改造人間の幕間
《周辺人物録》
【アスエリオ・
リーヴァンロッド】

魔局の改造人間。父さんも母さんも姉さんも改造人間で、魔局長曰く“純粋培養”。他の仲間たちとは違って、外の世界を知らない。作戦で行くか、おはなしで聞くか、ぐらいしか
魔銃ヴィオレ&魔銃ユグノア。二丁の銃に自分の魔力から生成された弾丸を込めて放つ、特殊な銃使い。普通の弾丸も込められるけれどそもそも、拳銃というものが一般化していない。あれは機械の国、イグノシアの試作品的な技術だっけ
私はその時の必要に応じて様々な弾丸を生成することが出来る。攻撃に補助に妨害に回復。得意なのは攻撃と妨害だけれど、島に来た時に私が持ち込んでいたテントは補助だった
その弾丸は、刻紋弾と呼ばれている
銃がなければ意味のない異能。その代償は寿命。デイズほど短命ではない自覚はあるけれど、長生き出来ないことは知っている。私は少しずつ命を削りながら戦ってきていた。

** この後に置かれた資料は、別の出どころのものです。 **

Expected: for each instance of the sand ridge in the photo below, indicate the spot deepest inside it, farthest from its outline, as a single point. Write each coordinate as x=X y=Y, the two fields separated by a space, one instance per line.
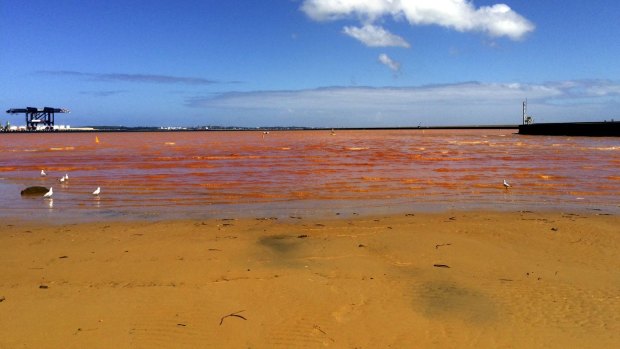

一度に削られる寿命はそこまで多くないけれど──塵も積もれば山となる、でしょう?
この代償は、私と魔局長しか知らない。誰にも教える気はない
◇
私は“ジェミニ”のメンバーの中で、一番、人を殺している。だってこの異能は便利すぎた。私ひとりに内密で下される作戦もあった
一度、罪なき人を殺してしまえば、もう元には戻れないとか誰かが言った。私がいつか死んで冥界に行ったのなら、心なき奴隷として、冥界でずっと働かされるのかも。少なくとも、誰も殺していないティアリーと同じところには絶対に行けない
私の手は、血で汚れすぎたんだ
何人殺したのか、
もう分からなくなっちゃった
◇
外の世界を夢見ていた。空に海に憧れていた。いつしか笑えなくなっていたけれど、本当はいっぱい笑いたかった
……この島で、少しは叶ったかな。私、確かに笑えたよ。感情を封じてただけで、殺して無くしてしまった訳では、ないもの
この青い空を見ていれば、希望を抱けるような気がする。ねぇ霧と灯台の神様セインリエス、私たちを導いてくれるでしょう?